Tragedi robohnya bangunan Pondok Pesantren Al-Khozinī di Sidoarjo, Jawa Timur, yang menyebabkan meninggalnya sejumlah santri, telah menjadi isu hangat dan sorotan tajam masyarakat Indonesia, terutama di media sosial.
adianhusaini.id, Depok-- Dr. Adian Husaini, Ketua Program Doktor Pendidikan Agama Islam UIKA Ibn Khaldun Bogor, membahas tiga aspek utama yang dipermasalahkan publik dari peristiwa duka ini, serta menjadikannya sebagai ujian dan momentum introspeksi bagi seluruh dunia pesantren.
Sorotan pertama publik adalah reaksi pimpinan pesantren Al-Khozinī, Sidoarjo, yang menyebut bahwa bangunan ambruk disebabkan oleh takdir Allah. Pernyataan ini menuai kemarahan dan kritik, seolah-olah Kyai tidak mau bertanggung jawab dan menyalahkan takdir.

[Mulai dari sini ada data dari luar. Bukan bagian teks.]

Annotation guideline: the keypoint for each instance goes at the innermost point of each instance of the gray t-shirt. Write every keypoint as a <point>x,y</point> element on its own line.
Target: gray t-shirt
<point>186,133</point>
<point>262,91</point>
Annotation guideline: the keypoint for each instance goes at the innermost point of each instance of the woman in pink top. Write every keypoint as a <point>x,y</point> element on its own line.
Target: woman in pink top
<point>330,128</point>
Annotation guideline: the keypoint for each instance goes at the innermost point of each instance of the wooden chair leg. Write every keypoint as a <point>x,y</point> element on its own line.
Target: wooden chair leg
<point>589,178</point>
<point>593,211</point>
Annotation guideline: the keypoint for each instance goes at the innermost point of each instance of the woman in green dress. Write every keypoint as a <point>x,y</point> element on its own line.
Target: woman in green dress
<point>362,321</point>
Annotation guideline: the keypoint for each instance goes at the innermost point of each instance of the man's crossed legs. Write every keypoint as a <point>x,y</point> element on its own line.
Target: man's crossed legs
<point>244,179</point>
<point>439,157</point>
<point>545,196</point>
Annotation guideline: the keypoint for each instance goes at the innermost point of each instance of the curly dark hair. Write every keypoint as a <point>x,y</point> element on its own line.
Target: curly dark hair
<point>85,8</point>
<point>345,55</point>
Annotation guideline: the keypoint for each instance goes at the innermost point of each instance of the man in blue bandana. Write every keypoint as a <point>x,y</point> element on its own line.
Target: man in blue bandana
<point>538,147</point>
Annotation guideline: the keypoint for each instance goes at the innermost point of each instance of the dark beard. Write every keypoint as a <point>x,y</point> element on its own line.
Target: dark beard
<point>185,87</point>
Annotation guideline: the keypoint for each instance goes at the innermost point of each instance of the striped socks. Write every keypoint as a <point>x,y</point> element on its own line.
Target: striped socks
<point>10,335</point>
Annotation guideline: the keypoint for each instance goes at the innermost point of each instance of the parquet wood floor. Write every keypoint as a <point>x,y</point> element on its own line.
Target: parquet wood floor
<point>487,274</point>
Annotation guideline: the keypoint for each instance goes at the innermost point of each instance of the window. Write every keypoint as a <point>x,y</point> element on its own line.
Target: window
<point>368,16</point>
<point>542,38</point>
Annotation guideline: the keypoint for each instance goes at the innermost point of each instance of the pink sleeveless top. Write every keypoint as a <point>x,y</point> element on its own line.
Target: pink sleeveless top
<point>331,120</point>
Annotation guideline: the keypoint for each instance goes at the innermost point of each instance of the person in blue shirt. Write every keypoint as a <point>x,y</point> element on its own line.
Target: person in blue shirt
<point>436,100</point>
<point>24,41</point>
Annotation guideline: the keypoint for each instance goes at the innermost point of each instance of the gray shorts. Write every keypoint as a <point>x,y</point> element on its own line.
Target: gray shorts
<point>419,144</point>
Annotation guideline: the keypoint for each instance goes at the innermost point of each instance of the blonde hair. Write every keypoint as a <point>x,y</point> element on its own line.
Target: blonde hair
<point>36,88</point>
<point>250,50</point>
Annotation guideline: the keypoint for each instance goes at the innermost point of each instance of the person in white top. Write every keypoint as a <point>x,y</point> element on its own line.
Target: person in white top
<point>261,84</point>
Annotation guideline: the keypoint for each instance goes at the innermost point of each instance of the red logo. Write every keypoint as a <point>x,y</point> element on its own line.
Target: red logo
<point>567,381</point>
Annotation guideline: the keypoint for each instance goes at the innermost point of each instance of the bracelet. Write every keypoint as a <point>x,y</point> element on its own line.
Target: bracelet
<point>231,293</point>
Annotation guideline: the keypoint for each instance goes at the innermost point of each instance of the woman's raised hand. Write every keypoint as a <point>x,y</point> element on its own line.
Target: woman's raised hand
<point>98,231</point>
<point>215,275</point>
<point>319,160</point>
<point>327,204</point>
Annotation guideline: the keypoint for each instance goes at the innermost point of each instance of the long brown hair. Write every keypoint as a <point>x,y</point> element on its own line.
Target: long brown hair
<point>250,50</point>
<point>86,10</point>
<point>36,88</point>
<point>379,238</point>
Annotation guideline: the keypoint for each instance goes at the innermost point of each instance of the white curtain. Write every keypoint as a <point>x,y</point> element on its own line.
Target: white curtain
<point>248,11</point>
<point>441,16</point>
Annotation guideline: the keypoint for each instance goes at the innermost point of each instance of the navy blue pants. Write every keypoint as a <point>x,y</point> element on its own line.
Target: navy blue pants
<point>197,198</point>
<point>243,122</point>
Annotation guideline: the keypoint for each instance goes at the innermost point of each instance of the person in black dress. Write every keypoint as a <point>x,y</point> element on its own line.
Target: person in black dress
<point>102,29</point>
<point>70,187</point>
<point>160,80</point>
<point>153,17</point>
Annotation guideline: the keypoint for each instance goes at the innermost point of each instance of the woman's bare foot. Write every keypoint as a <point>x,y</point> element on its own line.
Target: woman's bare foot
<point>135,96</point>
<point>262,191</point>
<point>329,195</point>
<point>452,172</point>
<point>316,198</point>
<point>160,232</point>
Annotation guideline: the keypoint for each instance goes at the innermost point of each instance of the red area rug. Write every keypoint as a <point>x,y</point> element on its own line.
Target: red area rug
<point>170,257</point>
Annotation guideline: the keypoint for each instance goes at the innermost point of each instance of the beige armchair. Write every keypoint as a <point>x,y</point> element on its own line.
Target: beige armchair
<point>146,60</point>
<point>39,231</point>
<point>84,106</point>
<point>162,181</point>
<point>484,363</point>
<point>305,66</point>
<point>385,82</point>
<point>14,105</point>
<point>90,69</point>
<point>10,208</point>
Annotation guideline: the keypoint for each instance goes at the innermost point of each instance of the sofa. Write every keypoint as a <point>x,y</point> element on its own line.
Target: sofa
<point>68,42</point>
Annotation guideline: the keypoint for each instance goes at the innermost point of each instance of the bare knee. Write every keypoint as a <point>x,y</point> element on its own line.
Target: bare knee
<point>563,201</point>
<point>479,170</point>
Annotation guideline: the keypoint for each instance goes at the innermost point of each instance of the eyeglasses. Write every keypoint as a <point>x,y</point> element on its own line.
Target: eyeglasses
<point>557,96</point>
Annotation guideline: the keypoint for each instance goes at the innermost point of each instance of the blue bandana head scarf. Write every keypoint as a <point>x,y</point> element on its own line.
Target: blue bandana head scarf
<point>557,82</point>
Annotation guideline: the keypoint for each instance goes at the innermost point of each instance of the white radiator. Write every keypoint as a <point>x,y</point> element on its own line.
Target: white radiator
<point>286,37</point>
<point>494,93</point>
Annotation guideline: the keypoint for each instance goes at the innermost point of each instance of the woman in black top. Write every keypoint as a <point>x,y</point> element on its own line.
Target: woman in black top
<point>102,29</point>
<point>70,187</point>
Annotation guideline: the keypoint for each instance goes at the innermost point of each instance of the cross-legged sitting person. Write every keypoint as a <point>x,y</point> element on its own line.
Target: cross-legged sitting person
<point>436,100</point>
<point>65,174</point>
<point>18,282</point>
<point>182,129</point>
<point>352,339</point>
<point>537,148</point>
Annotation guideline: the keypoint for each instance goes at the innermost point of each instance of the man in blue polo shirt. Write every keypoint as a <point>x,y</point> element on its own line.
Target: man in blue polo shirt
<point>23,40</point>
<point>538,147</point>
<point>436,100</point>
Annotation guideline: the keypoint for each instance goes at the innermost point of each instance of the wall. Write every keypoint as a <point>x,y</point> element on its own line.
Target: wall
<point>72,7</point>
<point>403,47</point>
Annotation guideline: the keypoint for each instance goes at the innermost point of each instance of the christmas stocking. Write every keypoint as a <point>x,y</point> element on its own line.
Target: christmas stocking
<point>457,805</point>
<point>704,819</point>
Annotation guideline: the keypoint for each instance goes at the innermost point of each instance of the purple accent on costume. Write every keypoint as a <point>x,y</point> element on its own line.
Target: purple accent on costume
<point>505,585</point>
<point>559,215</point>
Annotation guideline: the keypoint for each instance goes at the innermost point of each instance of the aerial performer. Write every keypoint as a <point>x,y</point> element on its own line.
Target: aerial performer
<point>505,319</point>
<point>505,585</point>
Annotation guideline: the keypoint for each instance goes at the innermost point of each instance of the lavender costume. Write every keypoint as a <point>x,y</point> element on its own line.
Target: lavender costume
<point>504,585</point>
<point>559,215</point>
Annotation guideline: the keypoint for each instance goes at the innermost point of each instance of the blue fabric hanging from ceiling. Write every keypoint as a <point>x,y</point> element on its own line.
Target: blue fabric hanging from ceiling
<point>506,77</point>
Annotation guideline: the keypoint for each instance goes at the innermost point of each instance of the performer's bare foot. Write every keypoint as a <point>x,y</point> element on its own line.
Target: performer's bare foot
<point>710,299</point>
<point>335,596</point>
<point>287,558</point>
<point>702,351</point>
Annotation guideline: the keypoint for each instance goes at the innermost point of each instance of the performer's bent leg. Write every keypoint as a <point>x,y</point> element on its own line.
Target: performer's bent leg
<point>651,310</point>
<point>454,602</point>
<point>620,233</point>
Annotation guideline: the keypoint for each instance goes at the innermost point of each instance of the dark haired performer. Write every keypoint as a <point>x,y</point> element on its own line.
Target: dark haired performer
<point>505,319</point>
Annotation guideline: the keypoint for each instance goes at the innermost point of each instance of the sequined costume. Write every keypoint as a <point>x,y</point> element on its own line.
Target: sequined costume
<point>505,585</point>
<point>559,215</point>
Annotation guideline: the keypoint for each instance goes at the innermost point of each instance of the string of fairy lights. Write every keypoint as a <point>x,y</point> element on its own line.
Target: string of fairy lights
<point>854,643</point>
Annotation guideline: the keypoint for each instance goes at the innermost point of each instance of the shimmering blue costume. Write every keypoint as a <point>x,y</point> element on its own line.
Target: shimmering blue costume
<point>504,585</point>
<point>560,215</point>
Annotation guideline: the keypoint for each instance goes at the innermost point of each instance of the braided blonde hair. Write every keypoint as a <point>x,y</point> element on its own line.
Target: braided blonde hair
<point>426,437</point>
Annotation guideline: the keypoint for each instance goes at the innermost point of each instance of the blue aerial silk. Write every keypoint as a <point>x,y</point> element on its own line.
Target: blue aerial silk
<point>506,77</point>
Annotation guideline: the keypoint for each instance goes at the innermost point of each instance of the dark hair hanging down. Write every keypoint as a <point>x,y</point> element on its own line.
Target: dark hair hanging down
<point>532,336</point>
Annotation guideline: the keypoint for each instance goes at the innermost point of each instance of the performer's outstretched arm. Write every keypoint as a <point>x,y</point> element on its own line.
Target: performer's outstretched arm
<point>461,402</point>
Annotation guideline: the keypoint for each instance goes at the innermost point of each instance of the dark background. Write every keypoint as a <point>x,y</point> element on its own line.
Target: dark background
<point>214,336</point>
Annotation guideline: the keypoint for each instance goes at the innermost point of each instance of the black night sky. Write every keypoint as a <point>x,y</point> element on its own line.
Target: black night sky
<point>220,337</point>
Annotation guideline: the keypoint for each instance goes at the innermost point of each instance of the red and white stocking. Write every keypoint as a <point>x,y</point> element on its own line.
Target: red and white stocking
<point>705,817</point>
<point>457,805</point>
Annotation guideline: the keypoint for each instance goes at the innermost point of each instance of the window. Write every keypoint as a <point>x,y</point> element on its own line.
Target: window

Dr. Adian Husaini menjelaskan bahwa pernyataan Kyai tersebut, yang kemungkinan terpotong oleh media, sebenarnya sangat benar dalam konteks keimanan. Setiap peristiwa yang terjadi, baik dan buruk, adalah ketentuan Allah, dan setiap Muslim wajib beriman kepada takdir. Hal ini merupakan aspek keimanan yang harus diyakini di dalam hati.
Namun, aspek keimanan ini harus dibedakan dengan aspek syariat, yaitu hubungan antarmanusia dan sebab-akibat. Aspek syariat inilah yang kemudian membuka ruang untuk dikaji secara ilmiah dan ditelusuri sebab-akibatnya, mengapa musibah itu terjadi.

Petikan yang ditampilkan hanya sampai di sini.